We have already presented the facetted mechanism that allows us to describe resources by encapsulating in a precisely-defined manner all the information necessary to describe a specific aspect of these resources so that this information can be easily consumed and processed by specialized applications or functionalities. We have also shown how the Java Script Object Notation (JSON) can be used to maximize the benefits of this approach.
In this post and those that follow, we will look at how data can be integrated from different data sources to build such descriptions. This post introduces “actions” and “facts”, the two core concepts of the action-fact data model upon which ZettaDataNet’s approach to data integration is based.
The main idea is that resources are described with facts collected during successive data acquisition actions. These resources can be anything of interest. They are characterized by a type (e.g., they can be of type product, customer, geographical area) and a unique identifier (e.g., products might have a unique product id, customers a social security number, geographical areas a zip code).

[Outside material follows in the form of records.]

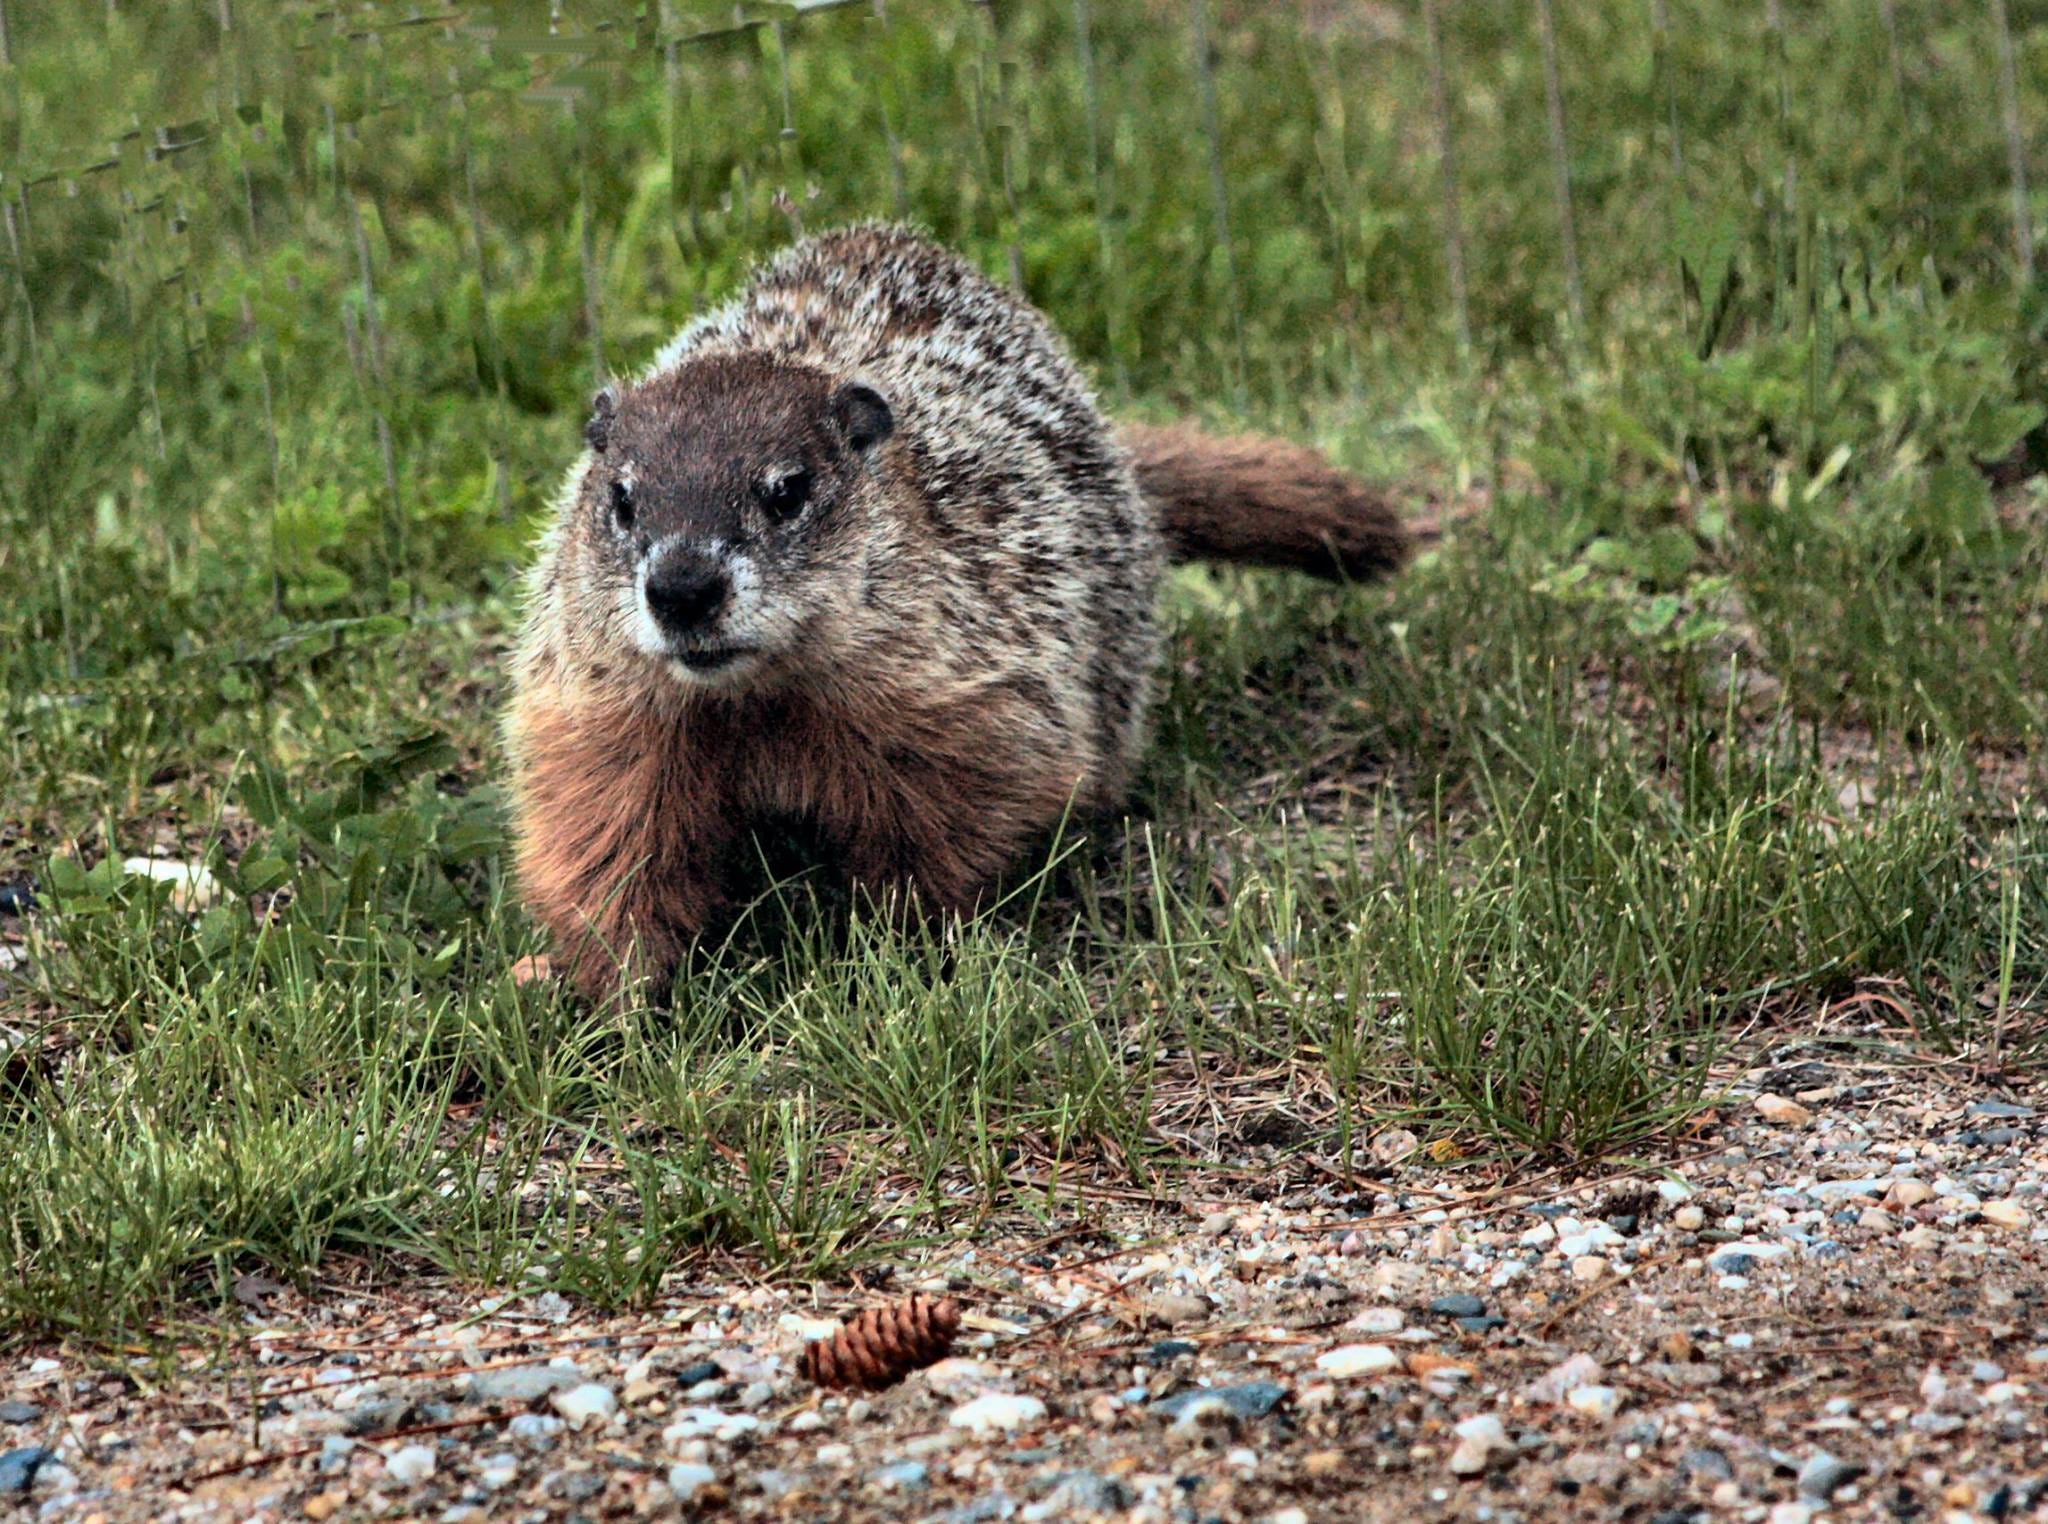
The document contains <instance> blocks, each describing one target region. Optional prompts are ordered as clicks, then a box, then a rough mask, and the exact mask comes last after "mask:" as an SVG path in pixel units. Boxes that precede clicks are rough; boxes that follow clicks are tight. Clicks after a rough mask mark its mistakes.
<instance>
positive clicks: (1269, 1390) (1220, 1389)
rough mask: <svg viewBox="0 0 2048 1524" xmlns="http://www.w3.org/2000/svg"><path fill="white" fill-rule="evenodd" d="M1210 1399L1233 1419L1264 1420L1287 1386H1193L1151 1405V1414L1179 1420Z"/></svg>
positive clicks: (1252, 1383)
mask: <svg viewBox="0 0 2048 1524" xmlns="http://www.w3.org/2000/svg"><path fill="white" fill-rule="evenodd" d="M1210 1397H1214V1399H1217V1401H1221V1403H1223V1405H1225V1407H1227V1409H1229V1411H1231V1413H1233V1415H1235V1417H1266V1415H1268V1413H1270V1411H1272V1409H1274V1407H1278V1405H1280V1399H1282V1397H1286V1387H1276V1385H1274V1383H1270V1381H1247V1383H1243V1385H1239V1387H1196V1389H1194V1391H1182V1393H1174V1395H1171V1397H1161V1399H1159V1401H1155V1403H1153V1411H1155V1413H1159V1415H1161V1417H1180V1415H1182V1413H1186V1411H1188V1409H1190V1407H1194V1405H1196V1403H1200V1401H1206V1399H1210Z"/></svg>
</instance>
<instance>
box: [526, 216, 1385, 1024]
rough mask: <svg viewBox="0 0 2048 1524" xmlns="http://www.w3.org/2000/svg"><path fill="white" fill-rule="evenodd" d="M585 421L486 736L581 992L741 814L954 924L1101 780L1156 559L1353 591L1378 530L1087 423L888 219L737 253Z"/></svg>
mask: <svg viewBox="0 0 2048 1524" xmlns="http://www.w3.org/2000/svg"><path fill="white" fill-rule="evenodd" d="M586 440H588V451H586V453H584V455H582V457H580V459H578V461H575V465H573V467H571V471H569V477H567V481H565V485H563V490H561V498H559V502H557V508H555V516H553V522H551V526H549V528H547V535H545V537H543V541H541V551H539V561H537V565H535V567H532V574H530V582H528V590H526V627H524V635H522V639H520V647H518V655H516V664H514V682H512V705H510V715H508V721H506V737H508V750H510V758H512V787H514V813H516V840H518V864H516V871H518V885H520V893H522V895H524V901H526V905H528V907H530V912H532V914H535V918H537V920H539V922H541V924H543V926H545V928H547V930H549V932H551V934H553V942H555V950H557V967H563V969H565V971H567V973H569V975H571V977H573V979H578V981H580V983H582V985H584V989H588V991H592V993H604V991H608V989H612V987H614V985H616V981H618V977H621V973H623V971H633V973H649V975H655V977H662V975H670V973H672V971H674V969H676V965H678V961H680V957H682V955H684V952H686V950H688V946H690V944H692V942H694V940H696V938H698V936H702V934H707V932H711V930H717V928H721V926H723V924H725V922H727V920H729V916H731V914H733V912H735V885H737V883H739V881H741V877H743V871H745V869H748V866H750V858H752V856H754V854H756V850H758V848H756V846H754V838H756V832H758V830H764V828H770V825H780V823H791V821H793V823H799V825H803V828H805V830H807V832H809V834H811V836H813V840H817V842H819V844H821V846H823V848H825V850H827V854H829V860H834V862H836V864H840V866H842V869H844V873H846V875H848V877H850V879H852V881H854V883H856V885H860V887H864V889H866V891H870V893H877V897H879V899H887V901H891V903H909V905H920V907H922V912H924V914H940V916H946V914H965V912H973V909H975V905H977V901H979V897H981V895H985V893H987V889H989V887H991V885H993V881H995V879H997V877H999V875H1001V873H1004V869H1006V866H1010V864H1012V862H1014V860H1016V858H1018V854H1020V852H1022V850H1024V848H1026V844H1028V842H1032V840H1034V838H1040V836H1042V834H1044V832H1047V830H1049V828H1057V825H1059V823H1061V819H1063V817H1067V815H1069V813H1077V811H1096V809H1106V807H1114V805H1118V801H1120V799H1122V795H1124V789H1126V785H1128V778H1130V772H1133V764H1135V760H1137V756H1139V748H1141V746H1143V742H1145V709H1147V698H1149V694H1151V680H1153V666H1155V660H1157V653H1159V627H1157V615H1155V604H1157V594H1159V578H1161V576H1163V569H1165V565H1167V561H1169V559H1188V557H1214V559H1231V561H1253V563H1266V565H1282V567H1298V569H1303V571H1311V574H1317V576H1325V578H1368V576H1376V574H1382V571H1386V569H1391V567H1395V565H1397V563H1399V561H1401V557H1403V549H1405V539H1403V531H1401V522H1399V518H1397V516H1395V512H1393V510H1391V508H1389V506H1386V502H1384V500H1380V498H1378V496H1374V494H1372V492H1370V490H1368V488H1366V485H1364V483H1360V481H1358V479H1354V477H1350V475H1346V473H1341V471H1337V469H1333V467H1331V465H1327V463H1325V461H1323V459H1321V457H1317V455H1315V453H1311V451H1305V449H1298V447H1292V444H1284V442H1278V440H1270V438H1208V436H1204V434H1200V432H1196V430H1192V428H1137V426H1124V428H1114V426H1112V424H1110V422H1108V420H1106V418H1104V416H1102V412H1100V410H1098V406H1096V399H1094V395H1092V391H1090V387H1087V383H1085V381H1083V379H1081V373H1079V371H1077V369H1075V365H1073V361H1071V358H1067V352H1065V348H1063V346H1061V342H1059V338H1057V336H1055V334H1053V330H1051V326H1049V324H1047V322H1044V317H1040V315H1038V311H1036V309H1032V307H1030V305H1028V303H1026V301H1024V299H1022V297H1020V295H1018V293H1014V291H1008V289H1004V287H999V285H995V283H993V281H989V279H985V277H983V274H981V272H979V270H975V268H973V266H969V264H967V262H965V260H961V258H956V256H954V254H950V252H946V250H942V248H938V246H934V244H930V242H926V240H924V238H920V236H915V234H913V231H907V229H903V227H889V225H864V227H852V229H842V231H831V234H823V236H817V238H809V240H803V242H801V244H797V246H795V248H791V250H786V252H784V254H782V256H778V258H776V260H772V262H770V264H766V266H764V268H762V270H760V272H758V274H756V277H754V281H752V283H750V285H748V289H745V291H743V293H741V295H739V297H737V299H733V301H731V303H729V305H725V307H721V309H717V311H713V313H709V315H705V317H700V320H696V322H692V324H690V326H688V328H684V330H682V332H680V334H678V336H676V338H674V340H672V342H670V344H668V346H666V348H664V350H662V352H659V356H657V358H655V363H653V367H651V369H649V371H647V373H645V375H643V377H641V379H639V381H633V383H629V385H614V387H606V389H604V391H600V393H598V397H596V404H594V410H592V416H590V424H588V430H586ZM895 891H909V893H895Z"/></svg>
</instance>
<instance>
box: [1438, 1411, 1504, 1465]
mask: <svg viewBox="0 0 2048 1524" xmlns="http://www.w3.org/2000/svg"><path fill="white" fill-rule="evenodd" d="M1452 1432H1454V1434H1456V1436H1458V1448H1454V1450H1452V1452H1450V1471H1452V1475H1458V1477H1477V1475H1479V1473H1481V1471H1485V1469H1487V1467H1489V1465H1493V1458H1495V1456H1499V1454H1513V1448H1516V1442H1513V1440H1509V1438H1507V1430H1505V1428H1501V1420H1497V1417H1495V1415H1493V1413H1481V1415H1479V1417H1468V1420H1464V1422H1462V1424H1458V1428H1456V1430H1452Z"/></svg>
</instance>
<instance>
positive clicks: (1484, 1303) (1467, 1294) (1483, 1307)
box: [1430, 1290, 1487, 1317]
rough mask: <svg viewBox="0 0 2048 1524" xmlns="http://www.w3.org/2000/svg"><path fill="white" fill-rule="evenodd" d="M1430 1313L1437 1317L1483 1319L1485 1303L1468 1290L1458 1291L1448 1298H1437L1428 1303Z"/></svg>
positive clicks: (1483, 1301) (1486, 1304)
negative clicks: (1448, 1317)
mask: <svg viewBox="0 0 2048 1524" xmlns="http://www.w3.org/2000/svg"><path fill="white" fill-rule="evenodd" d="M1430 1311H1432V1313H1436V1315H1438V1317H1485V1313H1487V1303H1485V1301H1483V1299H1479V1297H1475V1295H1470V1293H1468V1290H1460V1293H1452V1295H1450V1297H1438V1299H1436V1301H1434V1303H1430Z"/></svg>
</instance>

Facts are the basic properties of resources. For example, a person can have a name, an age, a weight, etc. Facts are characterized by:
- A property name (e.g., weight),
- A property value (e.g., 155 pounds), and
- A timestamp (e.g., 2015-01-27) since a property value can vary over time (e.g., the weight of a person is not constant during all their life).
A data acquisition action occurs when a tool is used to acquire facts about one or more resources from a data source at a given time. Such actions are characterized by:
- An action identifier (e.g., action #1),
- A timestamp (e.g., 2015-01-27 17:20:34),
- A tool (e.g., a Web Scrapper), and
- A data source (e.g., http://census.gov). Note that, in our approach, the concept of data source is very broad. A source of data can be a database or a web site but also a human filling in a form.
As a result, a fact collected by a tool from a data source during a data acquisition action is presented below.
"action id": 1,
"action timestamp": "2015-01-12 19:30:01",
"data source": "http://api.census.gov/data/2012/acs5?get=B25082_001E,B25111_001E,NAME&for=zip+code+tabulation+area:*",
"resource type": "area",
"resource id": "94114",
"fact property": "value",
"fact value": "8508810400",
"fact timestamp": "2012-07-01"
Such data elements are the result of the data acquisition workflow that we will introduce in our next post.
Acknowledgement: Several concepts used by the fragment data model described in this post took shape after hearing Daan Gerits’ Big Data BluePrint presentation.